If you want a certain encoding applied to *all* expressions,
override the ``unicode`` builtin with the ``decode`` built-in at the
:class:`.Template` or :class:`.TemplateLookup` level:

.. sourcecode:: python

    t = Template(templatetext, default_filters=['decode.utf8'])

Note that the built-in ``decode`` object is slower than the
``unicode`` function, since unlike ``unicode`` it's not a Python
built-in, and it also checks the type of the incoming data to
determine if string conversion is needed first.

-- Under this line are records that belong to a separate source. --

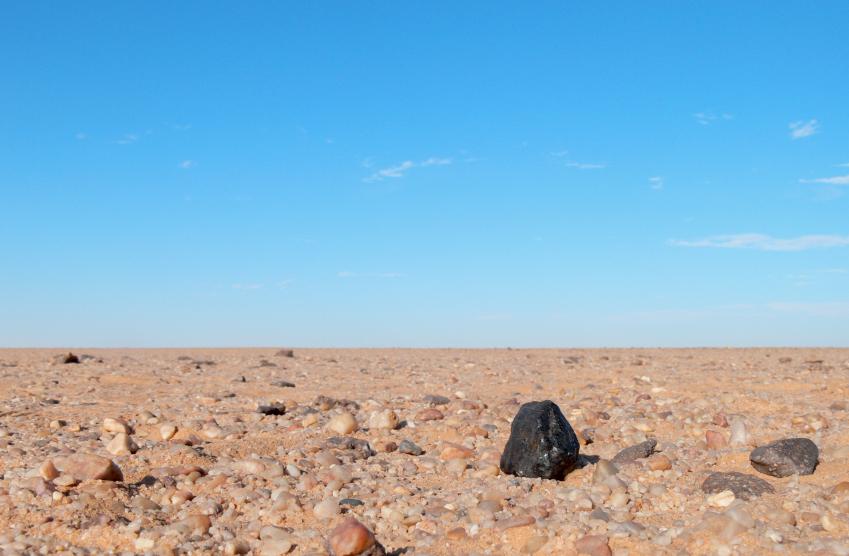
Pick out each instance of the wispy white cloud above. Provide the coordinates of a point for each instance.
(802, 129)
(833, 180)
(574, 164)
(707, 118)
(247, 286)
(495, 317)
(823, 309)
(349, 274)
(433, 161)
(763, 242)
(128, 139)
(585, 165)
(400, 170)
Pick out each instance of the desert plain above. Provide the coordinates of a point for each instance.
(270, 451)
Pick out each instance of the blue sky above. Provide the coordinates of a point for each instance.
(424, 174)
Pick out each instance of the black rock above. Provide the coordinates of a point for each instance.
(782, 458)
(272, 409)
(742, 485)
(541, 444)
(356, 448)
(409, 447)
(635, 452)
(67, 359)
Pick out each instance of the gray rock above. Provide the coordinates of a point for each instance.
(742, 485)
(276, 408)
(409, 447)
(782, 458)
(635, 452)
(541, 444)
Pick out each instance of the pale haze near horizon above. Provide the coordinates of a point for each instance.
(440, 175)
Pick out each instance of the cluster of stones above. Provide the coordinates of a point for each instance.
(432, 474)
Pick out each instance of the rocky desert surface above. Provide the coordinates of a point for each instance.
(345, 452)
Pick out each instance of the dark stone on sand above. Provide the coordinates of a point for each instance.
(635, 452)
(67, 359)
(357, 448)
(434, 399)
(541, 444)
(742, 485)
(782, 458)
(272, 409)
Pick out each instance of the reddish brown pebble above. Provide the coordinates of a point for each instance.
(659, 462)
(840, 487)
(715, 440)
(85, 467)
(720, 420)
(593, 545)
(351, 538)
(455, 451)
(429, 414)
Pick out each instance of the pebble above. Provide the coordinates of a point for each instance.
(344, 423)
(451, 451)
(743, 486)
(352, 538)
(593, 545)
(782, 458)
(85, 467)
(167, 431)
(385, 419)
(429, 414)
(635, 452)
(122, 445)
(715, 440)
(409, 447)
(115, 426)
(326, 509)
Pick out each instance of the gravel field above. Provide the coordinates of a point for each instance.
(399, 451)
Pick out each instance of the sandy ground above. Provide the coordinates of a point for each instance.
(257, 479)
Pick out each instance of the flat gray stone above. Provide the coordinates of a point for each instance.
(782, 458)
(742, 485)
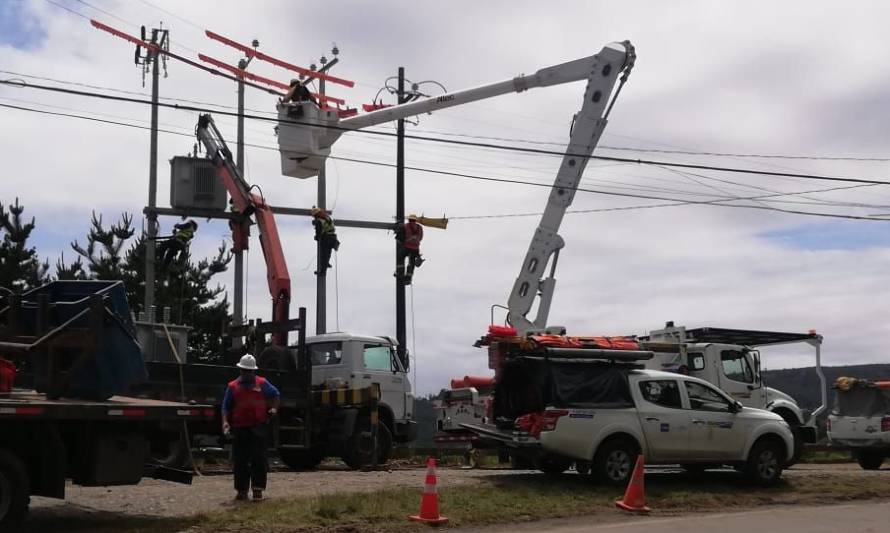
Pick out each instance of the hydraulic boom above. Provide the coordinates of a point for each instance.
(247, 204)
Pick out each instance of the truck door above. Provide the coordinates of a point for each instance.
(735, 375)
(327, 362)
(665, 422)
(714, 432)
(381, 366)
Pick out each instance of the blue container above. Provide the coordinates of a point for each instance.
(116, 363)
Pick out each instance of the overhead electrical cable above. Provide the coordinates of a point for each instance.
(717, 202)
(516, 149)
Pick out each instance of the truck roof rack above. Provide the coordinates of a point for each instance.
(748, 337)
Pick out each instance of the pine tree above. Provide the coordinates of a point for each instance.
(20, 267)
(185, 287)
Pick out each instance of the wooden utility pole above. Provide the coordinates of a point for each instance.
(401, 330)
(159, 39)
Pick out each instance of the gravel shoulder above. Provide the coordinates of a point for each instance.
(90, 507)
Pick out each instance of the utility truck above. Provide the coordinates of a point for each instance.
(593, 402)
(467, 401)
(860, 420)
(342, 394)
(76, 344)
(729, 359)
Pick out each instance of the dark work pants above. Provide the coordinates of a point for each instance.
(249, 456)
(412, 255)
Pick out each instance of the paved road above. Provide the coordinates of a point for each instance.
(853, 518)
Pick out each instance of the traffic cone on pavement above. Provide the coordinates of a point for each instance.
(429, 503)
(635, 497)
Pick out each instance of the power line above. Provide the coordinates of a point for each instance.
(515, 149)
(652, 206)
(112, 15)
(488, 137)
(68, 9)
(718, 202)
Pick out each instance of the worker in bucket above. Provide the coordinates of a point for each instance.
(177, 244)
(249, 402)
(326, 235)
(412, 234)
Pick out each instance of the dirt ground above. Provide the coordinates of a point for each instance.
(213, 492)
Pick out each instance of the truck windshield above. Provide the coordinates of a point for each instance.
(326, 353)
(378, 357)
(736, 367)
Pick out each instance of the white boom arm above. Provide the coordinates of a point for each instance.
(306, 133)
(587, 127)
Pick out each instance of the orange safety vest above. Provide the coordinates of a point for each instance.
(250, 403)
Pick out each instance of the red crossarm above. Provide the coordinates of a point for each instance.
(238, 72)
(250, 52)
(374, 107)
(251, 76)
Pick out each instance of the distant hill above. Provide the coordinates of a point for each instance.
(802, 384)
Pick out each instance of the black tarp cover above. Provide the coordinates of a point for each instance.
(862, 401)
(529, 384)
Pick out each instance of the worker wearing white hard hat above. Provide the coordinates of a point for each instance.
(249, 402)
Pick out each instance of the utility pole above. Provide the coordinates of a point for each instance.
(321, 280)
(401, 334)
(238, 301)
(159, 39)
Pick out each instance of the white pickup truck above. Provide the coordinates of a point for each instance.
(860, 420)
(606, 413)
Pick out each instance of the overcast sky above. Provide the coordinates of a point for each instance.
(789, 78)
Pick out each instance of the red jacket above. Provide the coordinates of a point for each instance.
(250, 407)
(413, 235)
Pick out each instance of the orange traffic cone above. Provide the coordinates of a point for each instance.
(635, 497)
(429, 504)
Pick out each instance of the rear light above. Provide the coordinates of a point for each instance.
(535, 423)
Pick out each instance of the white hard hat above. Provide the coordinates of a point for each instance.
(247, 362)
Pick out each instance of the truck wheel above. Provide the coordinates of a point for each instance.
(869, 459)
(792, 422)
(553, 465)
(384, 444)
(14, 491)
(614, 461)
(764, 465)
(171, 450)
(359, 446)
(300, 459)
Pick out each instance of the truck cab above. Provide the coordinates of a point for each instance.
(345, 360)
(728, 358)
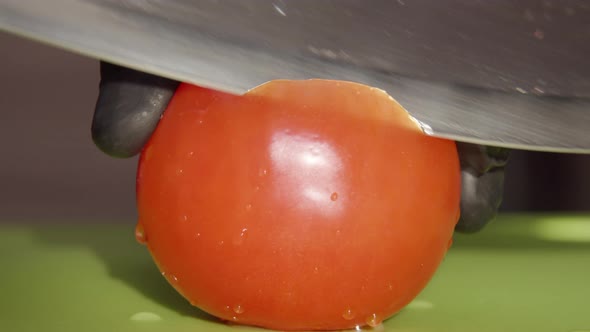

The ``default_filters`` argument can be used to entirely customize
the filtering process of expressions. This argument is described
in :ref:`filtering_default_filters`.

.. _defining_output_encoding:

Defining Output Encoding
========================

Now that we have a template which produces a pure unicode output
stream, all the hard work is done. We can take the output and do
anything with it.

As stated in the :doc:`"Usage" chapter <usage>`, both :class:`.Template` and
:class:`.TemplateLookup` accept ``output_encoding`` and ``encoding_errors``
parameters which can be used to encode the output in any Python
supported codec:

.. sourcecode:: python

    from mako.template import Template
    from mako.lookup import TemplateLookup

    mylookup = TemplateLookup(directories=['/docs'], output_encoding='utf-8', encoding_errors='replace')

    mytemplate = mylookup.get_template("foo.txt")
    print(mytemplate.render())

:meth:`~.Template.render` will return a ``bytes`` object in Python 3 if an output
encoding is specified. By default it performs no encoding and
returns a native string.

:meth:`~.Template.render_unicode` will return the template output as a Python
``unicode`` object (or ``string`` in Python 3):

.. sourcecode:: python

    print(mytemplate.render_unicode())

The above method disgards the output encoding keyword argument;
you can encode yourself by saying:

.. sourcecode:: python

    print(mytemplate.render_unicode().encode('utf-8', 'replace'))

Buffer Selection
----------------

Mako does play some games with the style of buffering used
internally, to maximize performance. Since the buffer is by far
the most heavily used object in a render operation, it's
important!

When calling :meth:`~.Template.render` on a template that does not specify any
output encoding (i.e. it's ``ascii``), Python's ``cStringIO`` module,
which cannot handle encoding of non-ASCII ``unicode`` objects
(even though it can send raw byte-strings through), is used for
buffering. Otherwise, a custom Mako class called
``FastEncodingBuffer`` is used, which essentially is a super
dumbed-down version of ``StringIO`` that gathers all strings into
a list and uses ``''.join(elements)`` to produce the final output
-- it's markedly faster than ``StringIO``.